There's a rather paradoxical feeling with Shakespeare that summer is the time for a nice cheering comedy whilst the tragedies are best left for the dead of winter when we're all miserable anyway. With the rather uncertain onset of summer this year, it seems like the right time to huddle up for the evening with the boys from Propeller, and try to find something in between. Currently showing at the Oxford Playhouse, the all-male Shakespeare company's production of The Winter's Tale is worth the candle without a shadow of doubt.

By Shakespeare's standards, it's a fairly simple play in terms of plot, but every episode has something of the fable about it - demonic in Sicilia under the shadow of Leontes' jealous madness, idyllic in the pastoral pleasures of Bohemia - and the uneasily ethereal dimension this adds is where the play's appeal really begins. Under the sensitive direction of Edward Hall, Propeller have produced something of a variety show, which has us tense at the beginning, shaking with laughter in the middle and pretty darn tearful at the end.

I'm not sure of my general position on all-male Shakespeare - I'm sorry, it's almost always distracting - but Propeller manage to turn most aspects of this to their advantage. The rivalry between shepherdesses Mopsa and Dorcas takes on added comedic value as it turns into a rather suggestive scrap between hulking men in schoolgirl drag (I can't have been alone in thinking 'Little Britain' here), and Adam Levy's Paulina gains a rather awe-inspiring force in her masculinity, as well as a couple of laughs. Simon Scardifield gives a truly touching performance as Hermione, and though I wasn't too taken with Tam Williams' slightly wooden and lisping Perdita, this was a far cry from his vulnerable, pyjama'd Mamillius and engagingly puckish Time.

It's an interesting touch here that the women and the rustics are dressed more or less traditionally, in contrast to the sharp suits of Leontes and his entourage, giving the effect of a slightly dim-witted boys' club protecting their leader even in the face of his more preposterous delusions. Richard Clothier is brilliantly, thoroughly, irritating as the obsessed King of Sicilia, but you do feel for him as he gropes his way through the play whining with self-pity. Though I can't say it wasn't a welcome treat to see the old bastard get his comeuppance in the uncompromising interpretation of the final scene, I almost wished they'd thrown him some kind of lifeline.

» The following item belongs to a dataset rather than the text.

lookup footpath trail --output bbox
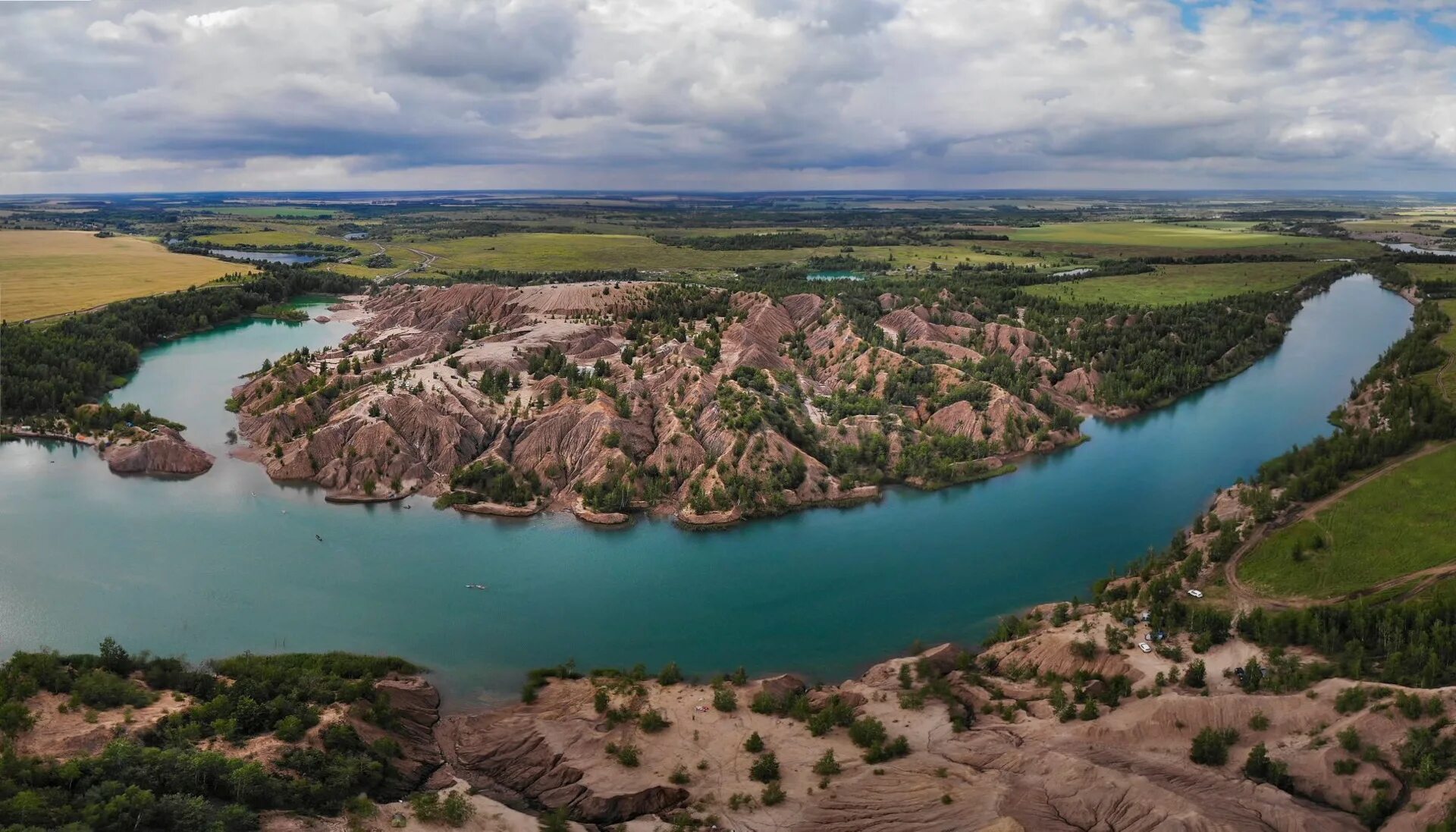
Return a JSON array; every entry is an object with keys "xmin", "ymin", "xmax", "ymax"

If the imagery used isn't exactly consistent, this doesn't seem to detract from the broader effect; high comedy from James Tucker as the young shepherd and Tony Bell's frankly disturbing Autolycus offsets the darker aspects of the play, and a rather stern approach to Leontes' responsibility gives depth to the fairytale. This is a subtle, clever and entertaining production, received with delight by a pretty mixed audience. It comes highly recommended.